In our study following 5 weeks of the treatment the results were similar to the results of the other authors, although we applied another treatment protocol. We found that pain in knees decreased in both the experimental (US) and the control (ESWT) groups, but there were the significant between-group differences after the intervention in favor for ESWT, and also the effects sizes were always more far-reaching in the patients treated with ESWT, than those ones in the patients treated with US. In this study, we also found that both treatment methods improved the total score of WOMAC, but the health benefits in the patients treated with ESWT and their effect size were also more important than those ones in the patients from the US group.
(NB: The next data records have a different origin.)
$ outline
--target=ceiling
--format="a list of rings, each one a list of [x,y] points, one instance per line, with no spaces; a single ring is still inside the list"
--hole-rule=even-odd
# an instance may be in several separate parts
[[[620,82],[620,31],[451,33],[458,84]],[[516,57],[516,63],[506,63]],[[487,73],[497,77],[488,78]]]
Our study had as strengths as limitations. The strengths included the fact that the study was analyzed using the intention-to-treat principle, the patients were randomly assigned to the two groups—an experimental and a control one. The interventions were provided by the same blinded to outcome measures experienced physiotherapist. Also, they were administered by the same assistant, blind to the group allocation.

The major limitation was the short follow-up period. Therefore, the future study ought to be a minimal follow up of 1–2 years for all subjects, it would significantly increase the impact of this kind of the study, unfortunately we had no chances to prolong the study. The second limitation is the small sample size. Our findings are therefore to be read as preliminary ones in view of possible future long-term studies with a larger sample size to confirm these results and assess the impact of US and ESWT on pain and on perceived health in people suffering from knee OA.

5. Conclusion

Despite all the limitations of this study, the obtained results may be valuable for doctors, physiotherapists, and patients with knee OA in choosing the most appropriate types of treatment based on the patients’ preference and convenience. Among the people, who were treated for knee OA, ESWT led to greater benefits in reduce pain and perception of health, than a protocol which included US.